Average hourly wage for a full-time, non-unionized worker in Alberta: $27.04

Average hourly wage for a full-time, unionized worker in Alberta: $31.92

Total union advantage for the Alberta economy: $65 million per week

Average part-time, non-union wage in Canada: $10.60/hr vs. $17.31 for unionized

  • Non-union women earn $7.76 less per hour than women who work within a union.
  • The gap in pay between men and women working the same hours is $115 per week smaller for union-represented women.
  • Women working in non-unionized environments in Canada make on average 71 percent of their male counterparts. While there is still work to be done, union negotiations across Canada have closed the pay gap to 11 percent unionized women make on average 89 percent of what menmake for the same role.
  • Landed immigrants with a union earned 3.97 percent more than those without a union.
  • Across all New Canadians in Alberta, this equaled a total of $10.1 million to support their families.

Union workers aged 16-24 earned on average $4.92 more per hour than non-unionized young people.

Working with a union earned Aboriginal workers an average of $8.47 per hour more than their non-union counterparts.

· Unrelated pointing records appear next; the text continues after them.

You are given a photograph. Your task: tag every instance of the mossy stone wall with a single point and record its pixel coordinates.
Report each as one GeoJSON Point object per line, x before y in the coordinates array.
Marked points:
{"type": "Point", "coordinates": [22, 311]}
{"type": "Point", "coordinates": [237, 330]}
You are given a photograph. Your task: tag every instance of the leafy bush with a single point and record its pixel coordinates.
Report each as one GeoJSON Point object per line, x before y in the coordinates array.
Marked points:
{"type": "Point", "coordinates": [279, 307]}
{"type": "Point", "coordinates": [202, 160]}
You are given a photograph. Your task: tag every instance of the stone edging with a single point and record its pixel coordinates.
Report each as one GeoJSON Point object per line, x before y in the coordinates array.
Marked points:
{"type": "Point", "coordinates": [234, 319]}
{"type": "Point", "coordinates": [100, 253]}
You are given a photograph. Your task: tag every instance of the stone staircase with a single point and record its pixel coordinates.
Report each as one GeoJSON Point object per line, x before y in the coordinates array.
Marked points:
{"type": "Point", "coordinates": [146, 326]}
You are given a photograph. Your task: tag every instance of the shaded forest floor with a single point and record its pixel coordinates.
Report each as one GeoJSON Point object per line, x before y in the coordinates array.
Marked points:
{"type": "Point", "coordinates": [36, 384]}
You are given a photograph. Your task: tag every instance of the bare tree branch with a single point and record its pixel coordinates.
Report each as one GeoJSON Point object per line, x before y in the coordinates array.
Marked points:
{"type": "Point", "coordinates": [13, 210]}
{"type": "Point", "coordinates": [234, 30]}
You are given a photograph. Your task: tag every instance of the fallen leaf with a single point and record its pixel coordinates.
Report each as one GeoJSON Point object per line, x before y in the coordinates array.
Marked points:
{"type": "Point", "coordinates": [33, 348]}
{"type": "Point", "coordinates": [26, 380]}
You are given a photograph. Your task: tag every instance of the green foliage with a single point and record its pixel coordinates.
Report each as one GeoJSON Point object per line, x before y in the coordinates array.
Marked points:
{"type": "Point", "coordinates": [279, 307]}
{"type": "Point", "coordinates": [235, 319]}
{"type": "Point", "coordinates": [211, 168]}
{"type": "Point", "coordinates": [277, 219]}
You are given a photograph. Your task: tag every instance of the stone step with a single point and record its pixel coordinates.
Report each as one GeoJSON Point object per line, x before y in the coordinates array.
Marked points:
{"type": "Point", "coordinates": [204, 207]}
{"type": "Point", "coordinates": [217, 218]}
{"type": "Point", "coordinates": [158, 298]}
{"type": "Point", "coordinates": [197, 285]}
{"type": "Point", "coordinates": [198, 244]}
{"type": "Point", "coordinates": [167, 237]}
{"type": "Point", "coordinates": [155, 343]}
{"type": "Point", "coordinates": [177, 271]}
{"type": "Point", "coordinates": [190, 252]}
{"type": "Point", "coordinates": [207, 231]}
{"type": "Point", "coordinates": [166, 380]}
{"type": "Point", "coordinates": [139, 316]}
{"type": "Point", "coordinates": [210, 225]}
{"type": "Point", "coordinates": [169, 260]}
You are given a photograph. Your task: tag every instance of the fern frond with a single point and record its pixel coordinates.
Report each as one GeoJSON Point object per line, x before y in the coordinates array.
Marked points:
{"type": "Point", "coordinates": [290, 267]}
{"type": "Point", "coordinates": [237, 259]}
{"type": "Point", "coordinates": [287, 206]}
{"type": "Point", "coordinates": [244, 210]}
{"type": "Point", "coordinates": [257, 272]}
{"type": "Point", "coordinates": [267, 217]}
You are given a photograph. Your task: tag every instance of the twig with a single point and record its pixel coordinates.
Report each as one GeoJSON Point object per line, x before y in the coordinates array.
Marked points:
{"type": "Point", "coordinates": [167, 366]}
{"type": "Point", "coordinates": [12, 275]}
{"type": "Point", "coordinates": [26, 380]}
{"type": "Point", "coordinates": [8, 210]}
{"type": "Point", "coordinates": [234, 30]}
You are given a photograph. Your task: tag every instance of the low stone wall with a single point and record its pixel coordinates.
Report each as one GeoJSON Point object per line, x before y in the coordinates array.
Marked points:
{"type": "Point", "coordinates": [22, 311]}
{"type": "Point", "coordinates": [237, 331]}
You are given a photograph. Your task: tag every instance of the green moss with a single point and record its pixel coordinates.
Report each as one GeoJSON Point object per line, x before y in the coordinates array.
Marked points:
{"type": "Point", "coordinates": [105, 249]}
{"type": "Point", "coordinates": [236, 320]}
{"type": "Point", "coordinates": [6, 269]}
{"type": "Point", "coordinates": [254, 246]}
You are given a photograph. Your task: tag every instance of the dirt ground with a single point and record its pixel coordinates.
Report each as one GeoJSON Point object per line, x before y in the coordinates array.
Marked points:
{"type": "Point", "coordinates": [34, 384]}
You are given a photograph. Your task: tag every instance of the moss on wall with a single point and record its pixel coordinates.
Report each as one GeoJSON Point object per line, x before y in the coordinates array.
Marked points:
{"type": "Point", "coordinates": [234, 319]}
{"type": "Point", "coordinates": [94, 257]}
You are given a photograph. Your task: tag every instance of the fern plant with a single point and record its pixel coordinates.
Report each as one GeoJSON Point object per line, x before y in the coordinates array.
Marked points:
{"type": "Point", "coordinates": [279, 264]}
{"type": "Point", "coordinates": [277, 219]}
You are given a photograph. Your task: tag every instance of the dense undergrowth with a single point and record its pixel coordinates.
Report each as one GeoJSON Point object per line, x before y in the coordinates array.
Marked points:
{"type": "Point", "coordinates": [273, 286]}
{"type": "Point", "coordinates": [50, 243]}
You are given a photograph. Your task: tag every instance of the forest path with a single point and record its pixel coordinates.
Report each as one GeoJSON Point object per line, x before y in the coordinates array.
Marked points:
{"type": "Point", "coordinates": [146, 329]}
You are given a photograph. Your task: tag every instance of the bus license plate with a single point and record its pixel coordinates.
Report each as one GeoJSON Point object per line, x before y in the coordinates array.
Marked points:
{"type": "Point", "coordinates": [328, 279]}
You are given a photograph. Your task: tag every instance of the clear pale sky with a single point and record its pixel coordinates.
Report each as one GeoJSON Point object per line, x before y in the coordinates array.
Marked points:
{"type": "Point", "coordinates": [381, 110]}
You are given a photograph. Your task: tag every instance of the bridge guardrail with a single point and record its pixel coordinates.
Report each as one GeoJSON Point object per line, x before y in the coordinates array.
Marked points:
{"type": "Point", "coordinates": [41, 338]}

Joining a union means that members are part of collective agreements with their companies, which protect them from any unexpected changes in the terms of their employment. This provides security for members and their families today and down the road, as jobs are safe and regular pay increases are guaranteed through routine collective bargaining.

We take out insurance on our homes and cars to protect their value. Paying union dues is similar; it’s an investment in your job and your future.

Have something to say about how you or your peers are treated at work? Being part of a union means that complaints and grievances cannot be ignored like they can in non-unionized environments. Unions hold management accountable for their actions, so members with workplace issues can expect to see results, not reprimands.

While there is a basic standard that all employers, unionized or not, must follow, not all workers’ rights are protected by the government. Unfortunately, many workers are unaware of even these basic rights and end up being mistreated. One major right that is afforded to everyone in Canada regardless of industry is the right to organize your workplace; to assemble, participate in and be protected by a labour union. There are several important steps to follow when considering forming a bargaining unit in your workplace (link to Join a Union page), but the first step is knowing you are legally entitled to be part of a union, no matter who you are.